We haven’t seen the whole package put together, but we’ve seen all the parts on their own, and it’s not likely Kim would have tested such a warhead without knowing he’s got more in his pocket and that they work.
And to be sure, this is not good for the world. It puts a number of cities at the risk of being quickly hit by a bomb with five times the killing power of the bomb that hit Nagasaki.
But Kim having a hydrogen bomb doesn’t really change much. It makes him more dangerous, but he was already dangerous. And it doesn’t change the motivation for why North Korea has spent two decades developing nuclear weapons.
Kim’s father, Kim Jong Il, saw what the world looked like after the collapse of his benefactor, the Soviet Union. He was the leader of a small, poor, backwards country surrounded by enemies. With the USSR in his corner, the threat of invasion and re-unification by South Korea was mitigated.
But with the Soviet Union gone, North Korea suddenly became a massive target. So Kim went on the offense, hiring former Soviet nuclear engineers and embarking on a program to build the weapons that would guarantee his own survival.
His son picked up the nuclear torch, and has taken the North’s nuclear program to a level nearly equal to the Western devils oppressing him with sanctions.
From this point forward, every missile North Korea fires isn’t a test, it’s a drill. They know the missiles work. Now, they’re demonstrating to the west that we need to stop pretending that North Korea’s wild claims aren’t dead on the money.
Launch multiple missiles in a coordinated salvo?
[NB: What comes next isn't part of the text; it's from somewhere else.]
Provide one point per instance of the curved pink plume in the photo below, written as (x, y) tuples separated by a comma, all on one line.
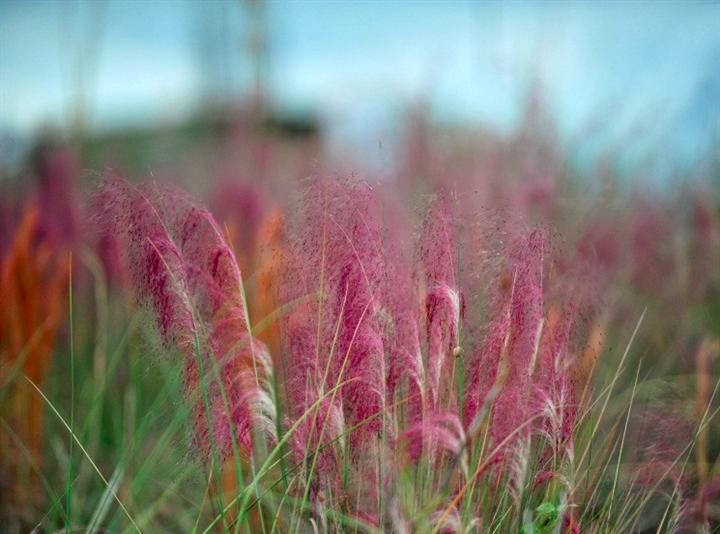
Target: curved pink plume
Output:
[(182, 267)]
We can do that. Move a large missile in the dead of night, erect it, and launch it to a fixed point? We can do that. Hit targets at a variety of ranges with different systems? We can do that.
Kim’s weapons development program has all but guaranteed that the U.S., China, and South Korea won’t touch him. The risk is too high.
But he can’t touch them either, not without signing his own death notice. While Kim might have hydrogen bomb tipped missiles to go with his poison gas, his thousands of cannons pointed at Seoul, and his million-man cannon fodder army; he’s still surrounded by more powerful enemies. And anything he can do, they can do better.
A Hwasong-14 launched from North Korea’s coast could level Seoul, devastate Tokyo, or possibly turn Honolulu to glass. But Kim wouldn’t live to pop celebratory champagne. And despite the popular theory that Kim is “crazy,” he’s not. He’s brutal, cold, calculating, avaricious, etc. But he’s got 20 million people who think he’s a god king, and a military full of toadies who write down his every word. That’s a pretty good thing he’s got going.
Popping off that missile ensures it would end. It’s the same reason why America and the Soviet Union always stepped back from the edge of nuclear holocaust. Nobody could win then, and he can’t win now. He knows it, and we know it.
So yes, it’s possible that Kim could pull some SPECTRE-esque turn and hold the world hostage with his h-bombs. He could demand American troops leave South Korea, and force the issue of unification. But he could have done that before this weekend. His guns could have killed thousands in Seoul with a short bombardment, and demanded U.S. withdraw, or he’d turn the tap of shells back on.
With this sixth test, Kim Jong Un bought himself a bright shiny new house. He’s not going to burn it down while he’s sitting in the living room.